Most people build a business to earn. People work for the profit and when you make a decision to build company, you want be able to earn back your capital. You want to earn enough money to sustain your life, so working your way around all the money stuff is going to be very important. Moreover, it is important that you are able to keep a close eye on things and you know how to handle the financial aspect of the business:
- Remember how much capital you set out. In the beginning of the business, you spent an amount of money to set up the business and you either you had the entire sum tucked inside your bank account, worked with financial investors or took up a loan. You need capital to keep things going and to keep an eye on things and to make sure that you are able to reclaim everything you spent, you need to know your capital.
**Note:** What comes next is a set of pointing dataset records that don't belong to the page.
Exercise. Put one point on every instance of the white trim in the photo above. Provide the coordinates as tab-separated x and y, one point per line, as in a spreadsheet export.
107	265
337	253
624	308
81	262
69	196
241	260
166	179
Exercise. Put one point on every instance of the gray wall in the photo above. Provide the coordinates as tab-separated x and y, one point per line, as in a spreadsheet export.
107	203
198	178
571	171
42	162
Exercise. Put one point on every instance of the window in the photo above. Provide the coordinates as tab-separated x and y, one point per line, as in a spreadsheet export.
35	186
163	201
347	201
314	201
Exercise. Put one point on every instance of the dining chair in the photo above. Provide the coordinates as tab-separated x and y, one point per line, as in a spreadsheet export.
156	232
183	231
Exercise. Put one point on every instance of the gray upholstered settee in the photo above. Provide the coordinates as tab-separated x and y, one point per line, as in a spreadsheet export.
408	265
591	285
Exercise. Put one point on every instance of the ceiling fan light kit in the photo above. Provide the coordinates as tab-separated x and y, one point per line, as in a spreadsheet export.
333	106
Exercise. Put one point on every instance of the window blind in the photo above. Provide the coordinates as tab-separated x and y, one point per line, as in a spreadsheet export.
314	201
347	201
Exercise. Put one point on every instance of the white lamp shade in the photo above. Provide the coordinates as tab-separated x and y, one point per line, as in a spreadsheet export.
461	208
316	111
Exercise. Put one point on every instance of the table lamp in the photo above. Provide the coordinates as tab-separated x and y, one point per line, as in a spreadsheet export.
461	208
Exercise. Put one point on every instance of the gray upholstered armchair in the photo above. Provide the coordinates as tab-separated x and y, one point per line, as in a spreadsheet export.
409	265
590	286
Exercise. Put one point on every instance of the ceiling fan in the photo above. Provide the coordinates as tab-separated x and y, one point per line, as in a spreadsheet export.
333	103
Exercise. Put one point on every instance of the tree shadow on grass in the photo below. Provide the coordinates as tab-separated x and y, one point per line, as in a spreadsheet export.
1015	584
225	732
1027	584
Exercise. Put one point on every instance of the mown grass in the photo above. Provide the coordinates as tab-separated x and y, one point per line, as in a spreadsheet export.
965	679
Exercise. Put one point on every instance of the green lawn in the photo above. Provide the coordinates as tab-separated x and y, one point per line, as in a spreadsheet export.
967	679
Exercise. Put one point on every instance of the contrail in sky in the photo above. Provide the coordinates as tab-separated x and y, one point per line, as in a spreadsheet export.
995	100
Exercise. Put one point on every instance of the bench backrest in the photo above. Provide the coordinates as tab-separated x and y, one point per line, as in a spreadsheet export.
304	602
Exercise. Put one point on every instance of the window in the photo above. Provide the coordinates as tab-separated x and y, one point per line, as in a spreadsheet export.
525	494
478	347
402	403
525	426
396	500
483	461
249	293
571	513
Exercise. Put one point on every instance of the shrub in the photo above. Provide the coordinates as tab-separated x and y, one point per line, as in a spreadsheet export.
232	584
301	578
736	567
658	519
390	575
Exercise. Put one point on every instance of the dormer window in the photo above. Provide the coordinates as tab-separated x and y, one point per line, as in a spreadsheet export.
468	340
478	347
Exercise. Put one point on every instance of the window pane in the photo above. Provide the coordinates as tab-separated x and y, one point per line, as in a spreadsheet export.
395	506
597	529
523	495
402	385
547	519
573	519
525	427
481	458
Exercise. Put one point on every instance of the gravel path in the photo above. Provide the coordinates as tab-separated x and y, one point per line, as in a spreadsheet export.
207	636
- Price your products and services accordingly. In business, you can price your products and services high or low. There are advantages to both: setting things at high price means heightened earnings and setting things low will mean they will be more enticing to consumers, thus encouraging increased revenues. When thinking of giving discounts or hiking up your prices, you can determine things by properly computing for mark-up percentage, usually around 25% of original cost.
- Watch your expenses. In business, money will be moving in two directions. There is money that is going in and there is money that is coming out. This influx and outflux of money should be somehow balanced—you cannot be spending so much more than you make and it would be best if the income is overcome by the company’s expenses. In other words, if the company is not making enough money it has no business being in operation.
- Gross income and net profit. Gross income is the total amount of revenue that the business is getting before expenses are covered. Once the expenses have been made, the money left behind is what is referred to as net income and this is money that can be taken home.